Pertandingan yang berlangsung pada Minggu (30/11) menjadi momen penting bagi Inter Miami, yang lima musim sebelumnya belum pernah melangkah dari babak pertama playoff. Kemenangan ini adalah pencapaian besar yang membuktikan perkembangan pesat tim setelah kedatangan Messi pada pertengahan musim 2023.
Tadeo Allende menjadi bintang utama dalam pertandingan tersebut. Penyerang asal Argentina itu mencetak tiga gol, dua di antaranya berasal dari assist Jordi Alba dan Sergio Busquets. Selain itu, Mateo Silvetti juga turut menyumbangkan gol pada menit ke-67, setelah memanfaatkan umpan dari Messi. Gol ini membuat La Pulga mencapai rekor 405 assist sepanjang karier, angka yang diyakini sebagai rekor tertinggi dalam sejarah sepak bola.
Telasco Segovia kemudian memperlebar keunggulan Miami menjadi 4-1 lewat sentuhan backheel cantik Alba pada menit ke-83. Allende melengkapi malamnya dengan gol ketiga pada menit ke-89, memberikan kemenangan mutlak bagi Inter Miami. Sementara itu, NYCFC sempat memperkecil skor melalui gol Justin Haak di menit ke-37, namun setelah itu mereka gagal menahan serangan Miami.
Inter Miami akan menjadi tuan rumah di final MLS yang akan digelar pada 6 Desember mendatang. Mereka akan menghadapi pemenang antara San Diego dan Vancouver. Pertandingan antara San Diego dan Vancouver baru akan berlangsung beberapa jam setelah pertandingan ini usai. Namun, ada catatan penting bahwa Inter Miami pernah kalah dari Vancouver dalam semifinal Liga Champions CONCACAF dengan agregat 1-5. Jika kembali bertemu, laga tersebut akan membawa tensi tambahan.
Meski sempat terkena benturan keras di kepala pada menit ke-9 dan sempat terbaring beberapa detik, Messi tetap mampu bangkit dan berkontribusi besar dalam pertandingan. Dua menit setelah cedera kecil itu, ia dijatuhkan saat Miami menyerang.

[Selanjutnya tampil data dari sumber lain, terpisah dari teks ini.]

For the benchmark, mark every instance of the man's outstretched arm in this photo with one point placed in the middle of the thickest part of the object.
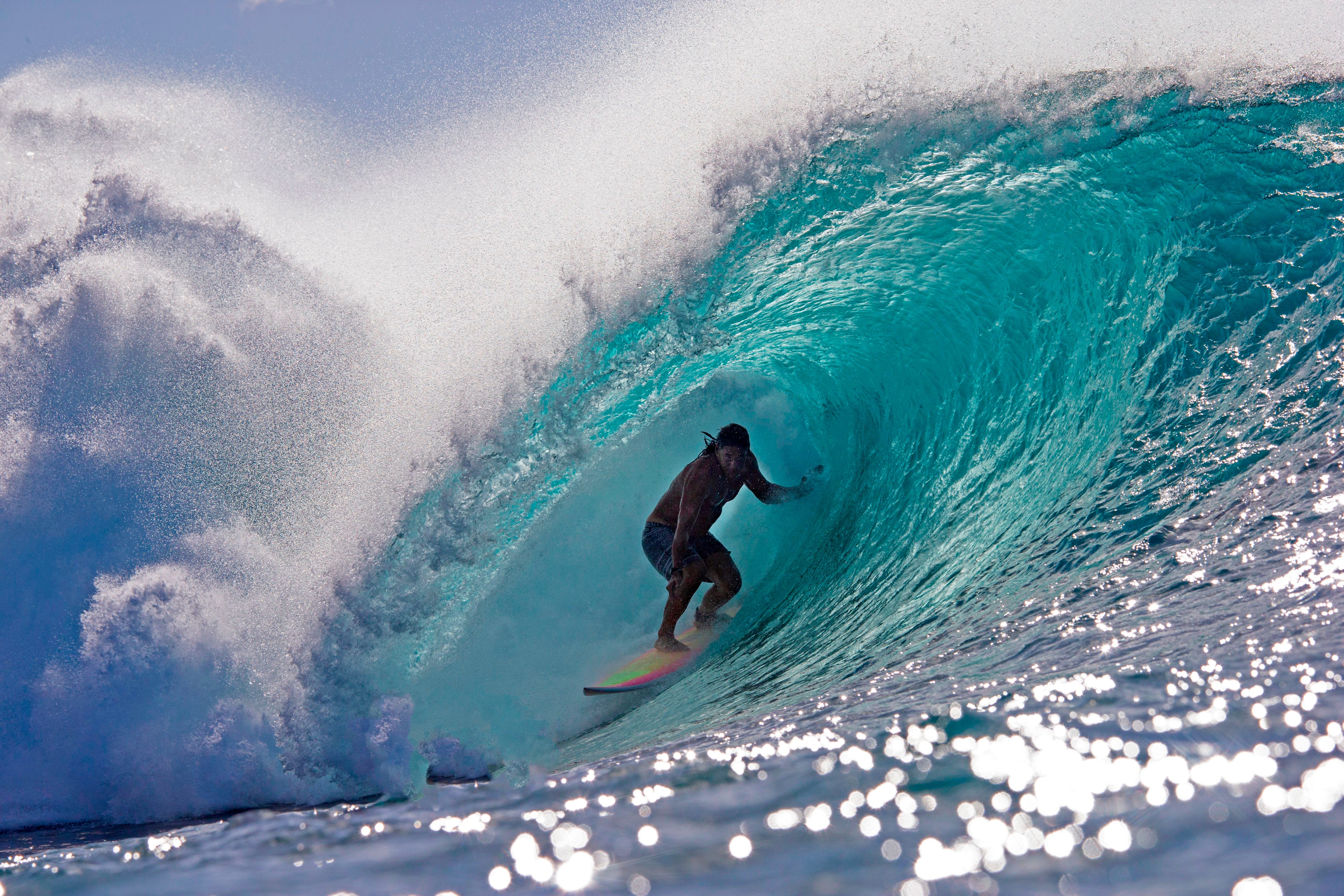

Meski begitu, Messi tetap mendikte permainan. Tendangan bebasnya dari jarak 30 meter sempat menciptakan ancaman sebelum akhirnya memberikan assist matang untuk Silvetti.
Sejak kedatangan Messi pada pertengahan musim 2023, Inter Miami telah mengalami perubahan total. Dari tim yang terpuruk di dasar klasemen dengan 11 laga tanpa kemenangan, Inter Miami kini menorehkan prestasi mentereng. Beberapa pencapaian mencolok termasuk juara Leagues Cup 2023, meraih Supporters’ Shield musim lalu, membangun stadion baru dekat Bandara Internasional Miami, serta memiliki salah satu penjualan jersey terlaris di dunia.
Saat ini, Inter Miami hampir meraih trofi MLS pertama dalam sejarah klub. Messi masih terikat kontrak hingga 2028 dan kemungkinan besar akan menyabet MLS MVP kedua secara beruntun.
Dengan kemenangan telak ini, Inter Miami kembali menunjukkan bahwa era Messi bukan hanya tentang popularitas, tetapi juga dominasi dan peluang nyata menjadi juara MLS. Trofi berikutnya tinggal selangkah di depan mata.